I've submitted the final manuscript for a book with a reputed social science publisher. My publisher wants a list of people who might be willing to provide endorsement for the book.

Whom should I suggest? In particular, is it appropriate to suggest people I've been working with, for example my supervisors? On the one hand, they would not be neutral, but on the other hand, that seems to be precisely the point of an endorsement. Should I approach them myself before suggesting them to my publisher?

I'm not sure what exactly "endorsement" means, but I believe it's about writing one of these "blurbs" that you see on the back of some books. In any case, the purpose is for marketing, not for scientific review.

2 Answers 2


As publishing has also a commercial side, publishers do want to get their costs paid (and they hope for some profit). So, they want to ensure as good as possible that someone (libraries, institutes, ..) will buy the book. For that you need your endorsements. There is no problem in taking you supervisors for endorsement. However, I would advise you to personally ask them for their support. Furthermore, it would be helpful if you find some other people that may to the same - have you been to conferences, spoke with people - do you built up a personal network with other peers? If so, ask them. They should be well known people in the subject you are publishing, of course. Reputation sells.

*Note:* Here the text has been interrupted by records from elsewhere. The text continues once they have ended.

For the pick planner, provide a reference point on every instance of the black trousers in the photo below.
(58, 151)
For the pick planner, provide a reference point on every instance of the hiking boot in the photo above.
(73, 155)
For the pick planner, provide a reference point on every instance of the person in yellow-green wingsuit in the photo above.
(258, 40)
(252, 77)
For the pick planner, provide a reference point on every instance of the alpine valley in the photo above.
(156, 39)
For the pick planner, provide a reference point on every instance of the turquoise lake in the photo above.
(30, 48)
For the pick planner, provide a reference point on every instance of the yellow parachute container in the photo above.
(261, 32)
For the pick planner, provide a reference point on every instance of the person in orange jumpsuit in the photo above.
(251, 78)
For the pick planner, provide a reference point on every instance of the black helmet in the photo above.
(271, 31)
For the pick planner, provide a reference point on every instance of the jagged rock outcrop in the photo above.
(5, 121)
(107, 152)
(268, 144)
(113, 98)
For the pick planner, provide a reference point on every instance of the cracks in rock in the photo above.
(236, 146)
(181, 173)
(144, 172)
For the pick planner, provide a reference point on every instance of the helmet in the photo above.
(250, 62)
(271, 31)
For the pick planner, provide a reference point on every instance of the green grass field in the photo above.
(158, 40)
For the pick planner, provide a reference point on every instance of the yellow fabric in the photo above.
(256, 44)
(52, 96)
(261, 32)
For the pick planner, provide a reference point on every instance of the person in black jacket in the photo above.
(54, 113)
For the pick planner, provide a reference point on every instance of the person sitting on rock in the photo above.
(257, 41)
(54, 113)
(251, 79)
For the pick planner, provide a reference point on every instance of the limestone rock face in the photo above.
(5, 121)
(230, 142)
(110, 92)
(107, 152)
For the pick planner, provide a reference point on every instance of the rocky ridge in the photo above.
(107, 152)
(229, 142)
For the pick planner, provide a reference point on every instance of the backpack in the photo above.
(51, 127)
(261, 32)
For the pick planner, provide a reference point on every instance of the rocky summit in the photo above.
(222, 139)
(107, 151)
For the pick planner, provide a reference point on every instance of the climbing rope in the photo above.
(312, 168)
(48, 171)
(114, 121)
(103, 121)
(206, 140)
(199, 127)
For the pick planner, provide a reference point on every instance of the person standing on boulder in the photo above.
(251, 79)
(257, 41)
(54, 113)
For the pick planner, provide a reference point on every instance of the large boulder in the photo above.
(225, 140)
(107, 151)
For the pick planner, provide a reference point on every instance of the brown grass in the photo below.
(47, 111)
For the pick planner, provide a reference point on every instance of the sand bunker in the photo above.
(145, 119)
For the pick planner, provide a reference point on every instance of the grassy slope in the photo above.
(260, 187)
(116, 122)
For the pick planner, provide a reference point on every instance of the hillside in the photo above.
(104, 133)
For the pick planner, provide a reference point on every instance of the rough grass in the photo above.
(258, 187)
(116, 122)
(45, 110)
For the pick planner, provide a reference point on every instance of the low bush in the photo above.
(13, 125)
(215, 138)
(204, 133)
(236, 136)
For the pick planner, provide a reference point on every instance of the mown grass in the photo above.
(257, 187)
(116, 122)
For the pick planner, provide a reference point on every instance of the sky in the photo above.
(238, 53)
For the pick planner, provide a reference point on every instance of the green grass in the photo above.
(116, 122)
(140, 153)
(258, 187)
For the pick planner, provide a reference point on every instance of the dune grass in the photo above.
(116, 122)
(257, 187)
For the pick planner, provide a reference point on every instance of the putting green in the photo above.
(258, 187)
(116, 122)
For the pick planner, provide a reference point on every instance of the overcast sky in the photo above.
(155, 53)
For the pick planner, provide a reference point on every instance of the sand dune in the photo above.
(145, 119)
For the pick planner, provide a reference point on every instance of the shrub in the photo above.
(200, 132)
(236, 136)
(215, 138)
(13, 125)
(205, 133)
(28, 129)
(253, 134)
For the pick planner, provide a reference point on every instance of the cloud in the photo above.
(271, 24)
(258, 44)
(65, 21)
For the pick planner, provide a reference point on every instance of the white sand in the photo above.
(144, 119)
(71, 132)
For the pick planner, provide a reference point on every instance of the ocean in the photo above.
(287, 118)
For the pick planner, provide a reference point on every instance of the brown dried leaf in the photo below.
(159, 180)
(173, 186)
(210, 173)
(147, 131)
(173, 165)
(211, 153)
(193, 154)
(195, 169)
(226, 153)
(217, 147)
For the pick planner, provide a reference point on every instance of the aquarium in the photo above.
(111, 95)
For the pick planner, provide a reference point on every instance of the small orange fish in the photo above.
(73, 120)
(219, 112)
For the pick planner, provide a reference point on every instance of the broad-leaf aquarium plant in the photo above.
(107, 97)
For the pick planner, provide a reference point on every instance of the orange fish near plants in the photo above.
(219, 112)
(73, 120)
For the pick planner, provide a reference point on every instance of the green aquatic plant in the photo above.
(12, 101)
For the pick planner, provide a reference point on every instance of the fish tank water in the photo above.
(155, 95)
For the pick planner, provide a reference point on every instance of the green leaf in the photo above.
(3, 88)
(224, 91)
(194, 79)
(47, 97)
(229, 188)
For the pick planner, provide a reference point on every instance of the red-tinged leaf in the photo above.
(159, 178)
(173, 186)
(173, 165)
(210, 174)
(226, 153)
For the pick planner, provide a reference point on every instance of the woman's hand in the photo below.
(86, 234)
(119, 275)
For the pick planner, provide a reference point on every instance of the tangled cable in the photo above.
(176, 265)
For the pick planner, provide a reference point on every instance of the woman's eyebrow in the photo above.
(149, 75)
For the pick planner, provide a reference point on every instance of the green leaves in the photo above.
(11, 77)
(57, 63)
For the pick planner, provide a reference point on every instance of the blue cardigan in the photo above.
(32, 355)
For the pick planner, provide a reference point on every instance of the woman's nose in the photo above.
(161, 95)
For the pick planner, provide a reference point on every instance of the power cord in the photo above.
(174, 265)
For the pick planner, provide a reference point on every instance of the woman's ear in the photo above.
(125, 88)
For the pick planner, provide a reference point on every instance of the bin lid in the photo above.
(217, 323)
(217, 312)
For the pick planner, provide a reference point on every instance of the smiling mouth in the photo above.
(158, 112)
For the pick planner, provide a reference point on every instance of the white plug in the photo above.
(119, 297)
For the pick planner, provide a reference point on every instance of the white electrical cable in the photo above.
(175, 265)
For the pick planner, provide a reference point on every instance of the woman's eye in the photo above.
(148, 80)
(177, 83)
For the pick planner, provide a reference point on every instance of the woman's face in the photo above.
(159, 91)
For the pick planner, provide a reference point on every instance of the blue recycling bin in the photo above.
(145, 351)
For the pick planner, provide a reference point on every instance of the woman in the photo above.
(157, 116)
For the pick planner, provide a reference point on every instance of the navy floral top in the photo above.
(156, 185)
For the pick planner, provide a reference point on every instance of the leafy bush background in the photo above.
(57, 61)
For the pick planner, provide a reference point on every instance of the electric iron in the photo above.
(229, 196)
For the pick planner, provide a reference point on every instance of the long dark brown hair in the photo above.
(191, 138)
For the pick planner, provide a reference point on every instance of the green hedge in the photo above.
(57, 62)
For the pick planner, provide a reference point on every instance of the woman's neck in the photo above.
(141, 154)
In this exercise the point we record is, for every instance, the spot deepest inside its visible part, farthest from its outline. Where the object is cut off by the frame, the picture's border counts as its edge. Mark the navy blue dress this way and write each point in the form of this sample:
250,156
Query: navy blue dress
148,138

An endorsement isn't necessarily the blurb at the back of the book - the blurb can also be written by the author. It can be a book review printed at the back of the book, or in some magazine or journal that is willing to publish it.

In general the more famous the endorser (or the magazine / journal), the better. Prestigious titles (e.g. "Astronomer Royal") or affiliations help also. It's OK to suggest your supervisors - endorsements are not neutral. As for approaching them first, you know your supervisors better than most people, so you can answer that best.